AVERSO: CAPÍTULO 1 - VAZIO

CAPÍTULO I - VAZIO

Vazio, a única certeza que temos na vida é que em algum momento iremos nos preencher do mais completo e absoluto vazio, seja ao abandonar alguém, com algum sentimento, quando nos encontramos em alguma situação em que não vemos saída, entre outro, mas principalmente, no momento da nossa morte. Mas quando atingir o vazio, neste momento os sentimentos se tornarão algo completamente obsoletos, nada pode chegar até o seu verdadeiro eu, que a muito tempo já vive dentro de uma bolha fria, escura e depressiva.

Dito isto, preciso dizer que não existe esperança para mim, não existe nada que eu queira me apegar, eu já estou nesta bolha a muito tempo, eu já não me vejo com outra alternativa a não ser deixar que tudo isto tome conta de mim e me leve, para o fundo do abismo.
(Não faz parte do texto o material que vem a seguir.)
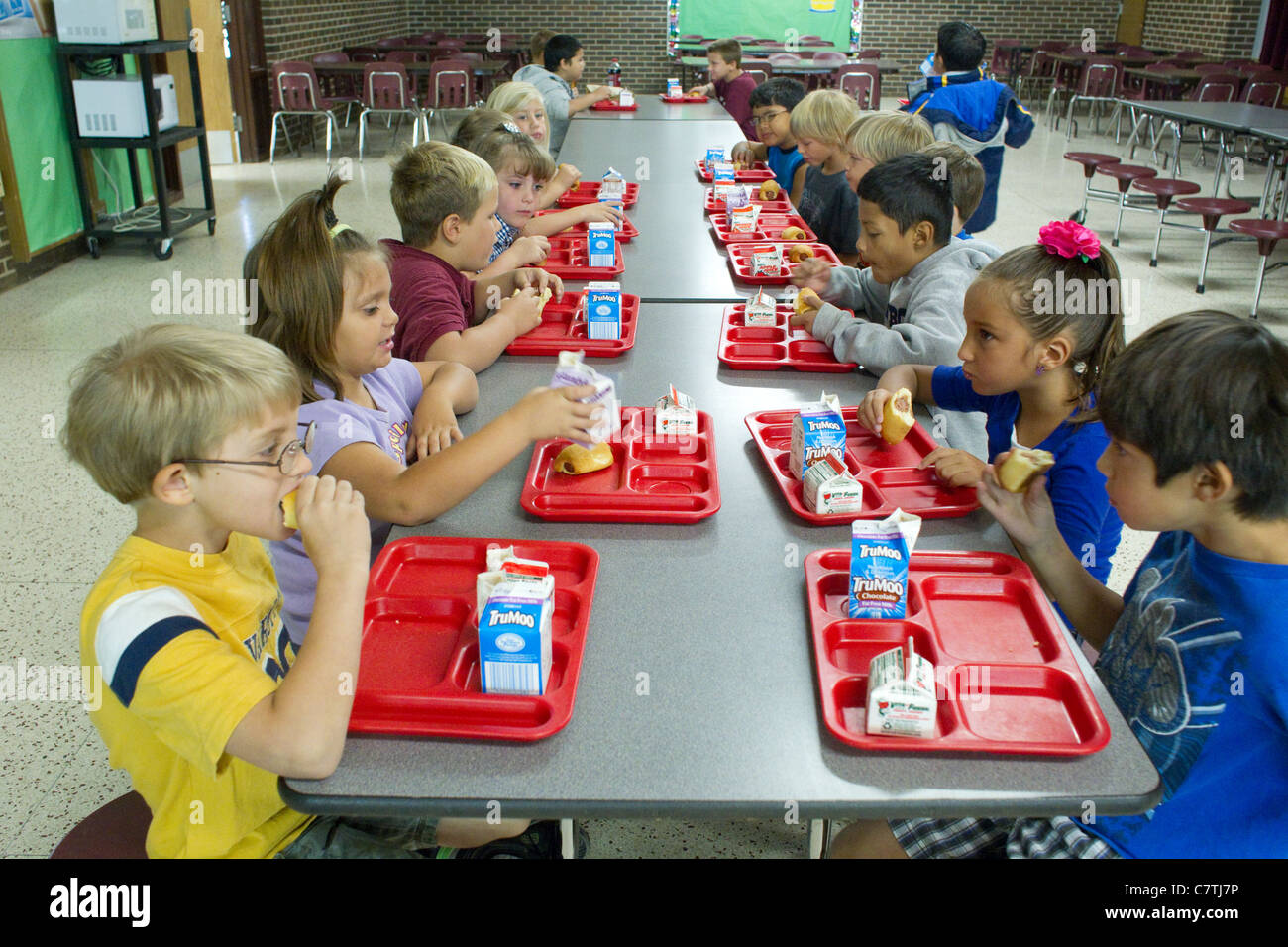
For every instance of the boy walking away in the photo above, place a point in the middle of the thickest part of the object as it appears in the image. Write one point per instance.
(555, 78)
(1196, 655)
(966, 108)
(729, 84)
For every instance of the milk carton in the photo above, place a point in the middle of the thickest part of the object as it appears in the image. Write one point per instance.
(675, 415)
(760, 311)
(600, 245)
(816, 432)
(572, 371)
(515, 637)
(902, 693)
(603, 311)
(879, 565)
(829, 487)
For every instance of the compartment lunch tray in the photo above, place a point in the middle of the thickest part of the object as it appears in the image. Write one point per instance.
(739, 261)
(655, 478)
(563, 326)
(420, 664)
(888, 472)
(588, 192)
(768, 348)
(1006, 677)
(769, 227)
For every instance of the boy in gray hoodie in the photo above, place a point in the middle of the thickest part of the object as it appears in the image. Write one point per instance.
(909, 302)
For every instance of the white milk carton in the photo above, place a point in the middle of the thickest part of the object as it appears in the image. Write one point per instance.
(880, 552)
(572, 371)
(760, 311)
(829, 487)
(515, 637)
(902, 693)
(603, 311)
(675, 415)
(600, 245)
(816, 431)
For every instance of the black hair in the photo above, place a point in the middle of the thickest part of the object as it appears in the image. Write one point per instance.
(961, 46)
(777, 91)
(1205, 386)
(911, 188)
(558, 48)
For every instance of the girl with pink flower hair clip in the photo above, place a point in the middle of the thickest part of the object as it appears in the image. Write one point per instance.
(1042, 324)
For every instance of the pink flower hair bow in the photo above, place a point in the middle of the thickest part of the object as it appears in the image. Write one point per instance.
(1069, 239)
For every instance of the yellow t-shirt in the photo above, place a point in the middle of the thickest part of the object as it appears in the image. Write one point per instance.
(188, 643)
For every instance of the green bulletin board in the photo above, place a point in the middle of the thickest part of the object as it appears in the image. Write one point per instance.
(42, 153)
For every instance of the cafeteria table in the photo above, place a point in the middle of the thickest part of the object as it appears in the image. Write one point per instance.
(698, 694)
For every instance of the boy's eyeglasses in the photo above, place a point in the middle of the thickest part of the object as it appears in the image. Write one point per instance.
(287, 462)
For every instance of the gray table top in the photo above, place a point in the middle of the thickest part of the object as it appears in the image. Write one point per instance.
(715, 615)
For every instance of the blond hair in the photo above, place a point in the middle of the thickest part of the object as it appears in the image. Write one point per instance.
(167, 392)
(434, 180)
(883, 136)
(824, 115)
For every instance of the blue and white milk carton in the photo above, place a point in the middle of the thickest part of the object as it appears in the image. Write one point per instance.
(603, 311)
(816, 431)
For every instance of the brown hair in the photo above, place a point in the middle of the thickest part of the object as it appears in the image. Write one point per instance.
(434, 180)
(1034, 279)
(299, 269)
(966, 174)
(729, 51)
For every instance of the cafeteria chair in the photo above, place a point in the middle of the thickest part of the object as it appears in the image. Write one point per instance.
(295, 90)
(1211, 209)
(385, 90)
(116, 830)
(1267, 234)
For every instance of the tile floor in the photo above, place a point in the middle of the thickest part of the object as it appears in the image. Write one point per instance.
(53, 768)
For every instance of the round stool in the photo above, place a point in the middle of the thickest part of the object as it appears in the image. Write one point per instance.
(1125, 175)
(1090, 161)
(1211, 209)
(1163, 189)
(1267, 234)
O mundo se tornou sem graça, a vida se tornou desprezível aos meus olhos, tudo que vejo é algo além do ódio e da inveja, algo que esté mais adiante de tudo isto, algo realmente…podre.

Meus pensamentos são cortados pelo barulho estridente de um trovão, fazendo-me retornar do ponto onde havia parado antes de começar a caminhar para dentro dos meus pensamentos obscuros.

Por três dias seguidos chove forte nesta cidade, assentando a minha realidade de viver recluso, pois ninguém sairia em uma chuva forte destas e mesmo que quisesse não deveria, seria perigoso, ninguém iria correr o risco de encarar uma provável chuva ácida ou que esteja contaminada por qualquer coisa radioativa. Eu, já não me importo com isto, eu não lembro nem a última vez que deixei este pequeno apartamento, não lembro de ver o sol, de estar em meio a uma multidão ou mesmo de conversar com alguém.

Analiso as gotas de chuvas escorregando-se pelo vidro da janela, algumas delas se cruzam como se estivessem dançando, ou traçando um destino de quando se encontrarem se tornarem uma gota ainda maior e chegar até a parte mais abaixo do vidro da janela. Este tipo de pensamento seria dito por um religioso de uma maneira a entender que tudo é feito por um criador, tudo fora planejado e nas pequenas coisas que olhamos vemos os sentidos da vida, eu no caso, só vejo gotas de água escorrendo pela janela de uma forma mais poética.

Meu olhar é desviado por uma notícia passando na televisão, alguém comentando sobre a vida de pessoas ricas, famosas e aparentemente felizes, algum tipo de reality show estúpido, que força sua direção e narrativa com o objetivo único de prender as pessoas a tela, como ratos pegos na ratoeira.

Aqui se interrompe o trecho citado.